Muslim girl allegedly killed by her parents was just five stone – sister
SHAFILEA Ahmed's weight plunged to just five stone after she drank bleach in fear she was going to be left in Pakistan by her family, her sister told a court today.
Alesha Ahmed was giving evidence in the trial of parents Iftikhar and Farzana, accused at Chester Crown Court of killing 17-year-old Shafilea at the family home in September 2003.
The alleged murder was witnessed by Alesha, then aged 15, who kept the secret for seven years, the jury has been told.
The parents, of Liverpool Road, Warrington, Cheshire, deny murder.
Asked about events leading up Shafilea's disappearance, Alesha, now 23, told the court about the family's trip to see relatives in Pakistan in early 2003.
She said the visit had been marked by discussions of marriage proposals for Shafilea and suggestions that the teenager would not be allowed to return home.
Alesha also said that after Iftikhar, 52, returned to the UK, Shafilea and their mother Farzana, 49, argued when the teenager was seen out of the house without wearing a shawl.
Describing the incident soon afterwards, in which Shafilea drank bleach, Alesha said it was a reaction to fears that she would be left behind in Pakistan.
"There was a general conversation and a remark was made to Shafilea which I think triggered her drinking the bleach," the witness said.
"(My mum) said something along the lines of Shafilea will be staying there and not going back.
"It was done in a humorous way but obviously it was very serious as other people were present."
Shafilea then went to the outside bathroom, Alesha said, and a few minutes later everybody heard a scream.
They all ran outside where Shafilea was holding her stomach and there was a bottle of bleach on the floor with the lid still off.

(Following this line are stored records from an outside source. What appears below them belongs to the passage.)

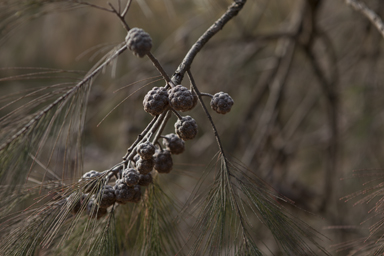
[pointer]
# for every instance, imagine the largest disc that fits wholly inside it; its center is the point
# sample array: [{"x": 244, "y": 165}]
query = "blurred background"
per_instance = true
[{"x": 305, "y": 77}]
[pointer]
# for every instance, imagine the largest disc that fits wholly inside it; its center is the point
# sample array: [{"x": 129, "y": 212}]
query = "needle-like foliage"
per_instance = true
[{"x": 235, "y": 199}]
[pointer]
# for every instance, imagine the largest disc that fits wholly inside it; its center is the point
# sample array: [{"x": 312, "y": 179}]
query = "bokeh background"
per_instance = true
[{"x": 305, "y": 76}]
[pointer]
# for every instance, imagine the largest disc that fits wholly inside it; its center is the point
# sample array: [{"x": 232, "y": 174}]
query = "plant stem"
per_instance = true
[{"x": 185, "y": 65}]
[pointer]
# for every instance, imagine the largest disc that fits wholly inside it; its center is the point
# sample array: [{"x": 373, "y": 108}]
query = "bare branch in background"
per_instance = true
[{"x": 371, "y": 15}]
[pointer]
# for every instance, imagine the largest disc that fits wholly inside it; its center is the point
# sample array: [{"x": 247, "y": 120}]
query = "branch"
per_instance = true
[
  {"x": 185, "y": 65},
  {"x": 371, "y": 15}
]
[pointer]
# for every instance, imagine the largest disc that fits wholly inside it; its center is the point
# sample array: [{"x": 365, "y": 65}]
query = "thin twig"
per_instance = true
[
  {"x": 126, "y": 8},
  {"x": 371, "y": 15},
  {"x": 120, "y": 16},
  {"x": 157, "y": 64},
  {"x": 185, "y": 65},
  {"x": 162, "y": 126}
]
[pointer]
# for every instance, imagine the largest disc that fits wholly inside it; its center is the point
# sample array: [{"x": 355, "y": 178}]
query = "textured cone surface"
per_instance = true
[
  {"x": 174, "y": 144},
  {"x": 130, "y": 177},
  {"x": 221, "y": 102},
  {"x": 137, "y": 196},
  {"x": 186, "y": 128},
  {"x": 145, "y": 180},
  {"x": 163, "y": 161},
  {"x": 94, "y": 211},
  {"x": 180, "y": 98},
  {"x": 136, "y": 158},
  {"x": 124, "y": 193},
  {"x": 145, "y": 166},
  {"x": 156, "y": 101},
  {"x": 139, "y": 42},
  {"x": 74, "y": 202},
  {"x": 108, "y": 198},
  {"x": 92, "y": 177},
  {"x": 146, "y": 150}
]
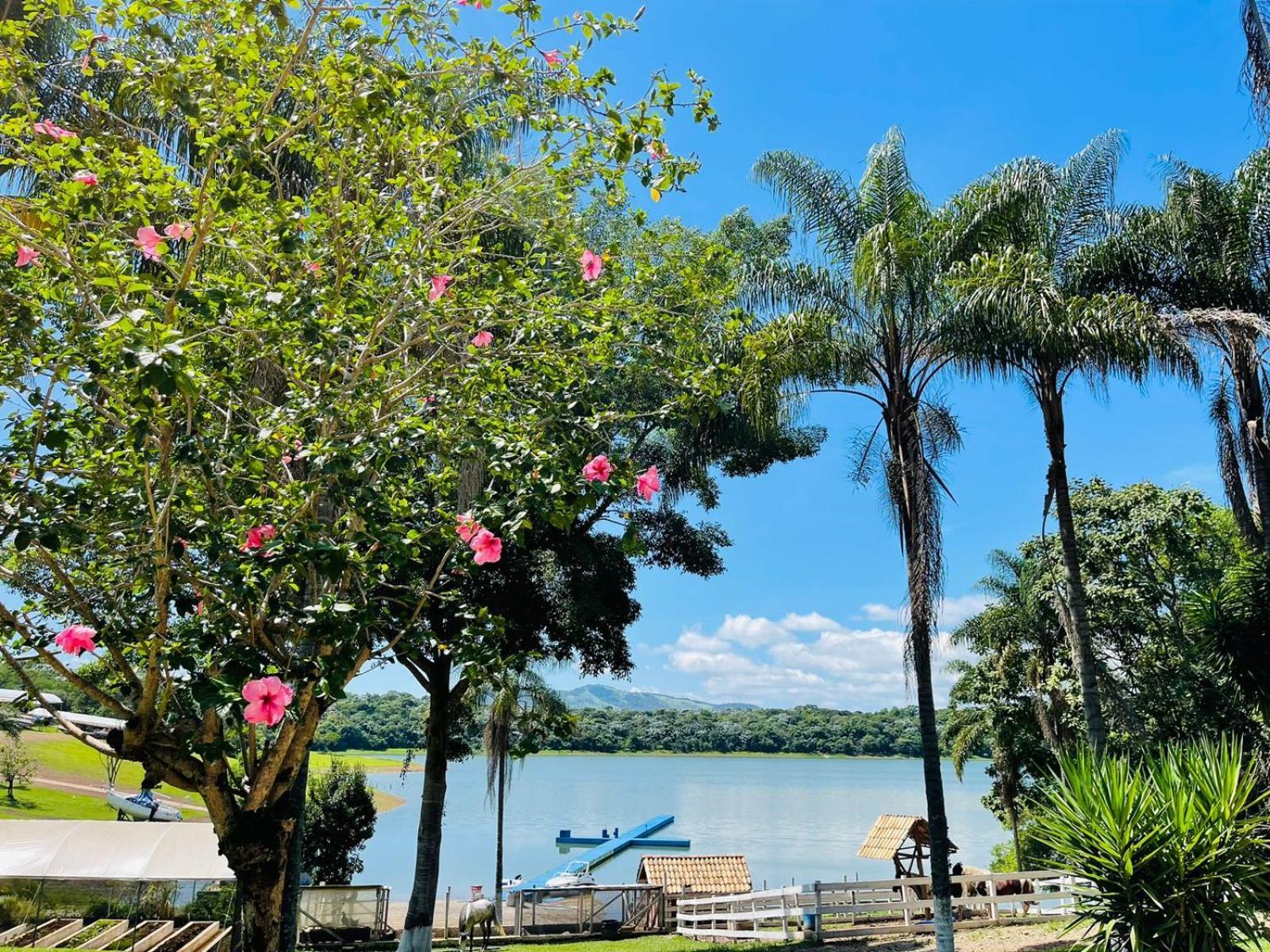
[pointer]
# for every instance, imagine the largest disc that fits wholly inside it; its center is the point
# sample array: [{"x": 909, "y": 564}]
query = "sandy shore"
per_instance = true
[
  {"x": 562, "y": 913},
  {"x": 1005, "y": 939}
]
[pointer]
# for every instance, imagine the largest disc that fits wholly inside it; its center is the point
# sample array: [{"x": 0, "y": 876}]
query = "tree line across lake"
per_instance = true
[{"x": 395, "y": 720}]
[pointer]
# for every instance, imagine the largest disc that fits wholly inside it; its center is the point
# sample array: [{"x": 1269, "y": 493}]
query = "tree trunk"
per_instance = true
[
  {"x": 257, "y": 847},
  {"x": 498, "y": 843},
  {"x": 922, "y": 555},
  {"x": 417, "y": 935},
  {"x": 1246, "y": 374},
  {"x": 1083, "y": 645},
  {"x": 295, "y": 806}
]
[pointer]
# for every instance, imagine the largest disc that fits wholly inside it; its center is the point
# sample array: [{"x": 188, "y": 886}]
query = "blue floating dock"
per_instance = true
[
  {"x": 602, "y": 850},
  {"x": 649, "y": 842}
]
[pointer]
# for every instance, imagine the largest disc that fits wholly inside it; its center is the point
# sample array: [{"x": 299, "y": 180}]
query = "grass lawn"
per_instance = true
[
  {"x": 46, "y": 804},
  {"x": 63, "y": 758},
  {"x": 374, "y": 761}
]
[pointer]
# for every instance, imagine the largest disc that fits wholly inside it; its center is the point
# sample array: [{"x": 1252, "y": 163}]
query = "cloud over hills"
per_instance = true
[{"x": 812, "y": 659}]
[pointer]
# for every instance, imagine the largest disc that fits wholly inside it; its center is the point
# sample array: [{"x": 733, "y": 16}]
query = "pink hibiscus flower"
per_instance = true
[
  {"x": 467, "y": 527},
  {"x": 487, "y": 546},
  {"x": 149, "y": 241},
  {"x": 48, "y": 127},
  {"x": 440, "y": 283},
  {"x": 76, "y": 639},
  {"x": 597, "y": 470},
  {"x": 267, "y": 700},
  {"x": 648, "y": 482},
  {"x": 257, "y": 536},
  {"x": 592, "y": 264}
]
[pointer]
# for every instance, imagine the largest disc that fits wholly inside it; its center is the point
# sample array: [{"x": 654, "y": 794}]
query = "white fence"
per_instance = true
[{"x": 873, "y": 908}]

Alesha said: "Everyone just panicked around us. There were people from next door who came over. My nan and my uncle came over as well.
"My nan was the one who told my uncle to call for help and take her to hospital."
Asked about her mother's reaction, Alesha said she had a "distinct" look on her face before adding: "It was like she was thinking it's better she had done it herself."
Once Shafilea was in hospital, Alesha said their mother was angry because she had "made a scene".
"She had brought shame on the family and my mother told Shafilea to say it was a mistake," Alesha said.
"She told us that she was supposed to drink mouthwash but because it was dark she drank bleach instead."
But when the sisters were alone, Alesha said, there was no pretence.
She added: "I remember saying to Shafilea that I couldn't believe she had drank bleach and that she had done that to herself.
"She said 'What else was I supposed to do?'."
The incident caused severe damage to Shafilea's throat and she was unable to eat properly for some months, Alesha said.
After initially remaining in Pakistan when her mother returned to the UK, Shafilea's condition failed to improve and she was brought home.
The night she returned she was taken to Warrington hospital, where she remained as an inpatient for the next three months.
"I know there was an occasion when she was weighed in hospital which was not too long before she came out and it was around five stone," Alesha said.
Andrew Edis QC, prosecuting, told the court yesterday that Alesha witnessed "an act of suffocation" on Shafilea by both her parents.
He said they put their hands over Shafilea's face "to close her airways so she could not breathe".
He added: "She had a bag forced into her mouth."
The teenager's decomposed remains were discovered in Cumbria in February 2004 but it was not until 2010 that Alesha provided the "final piece of the puzzle" about her death, Mr Edis said.
The couple allegedly murdered their "westernised" daughter because they believed her conduct was bringing shame on the family.
The court heard that when Shafilea came out of hospital, her parents told her she could not go back to Great Sankey High School because they believed that was where the "trouble" started in the first place.
Instead she was enrolled at the nearby Priestley Sixth Form College.
Asked by Mr Edis what Shafilea wanted to achieve, Alesha responded: "She wanted to become a lawyer."
She described how her sister had started agreeing more to her parents' demands on her and said the arguments became less frequent.
She took a part-time job after college and was allowed to have a mobile phone but had to leave it in the kitchen when she came home.
Alesha said at one point three of Shafilea's friends from Great Sankey High School came to the family home looking for her.
She said their mother told them she was not in, even though Shafilea was upstairs.
Alesha said her friends would not go away and carried on knocking on the door.
She said: "My mum told her (Shafilea) to come downstairs and then she spoke to her and told her to tell them to go away and that she did not want to speak to them."
Alesha said Shafilea did as she was asked as she "didn't want to cause any more trouble for her friends".
She said after a "week or two" Shafilea managed to put on about half a stone in weight but in September more trouble started between her sister and her mother because of her non-traditional clothes.
They were picking her up from work and Shafilea was wearing a T-shirt and white trousers.
"I think she was starting to go back to how she used to dress, to be honest," Alesha said.
"She (Mrs Ahmed) was not happy about her being in a T-shirt... There was a car next to us which had Asian people in there and so she was not happy that someone had seen her like that."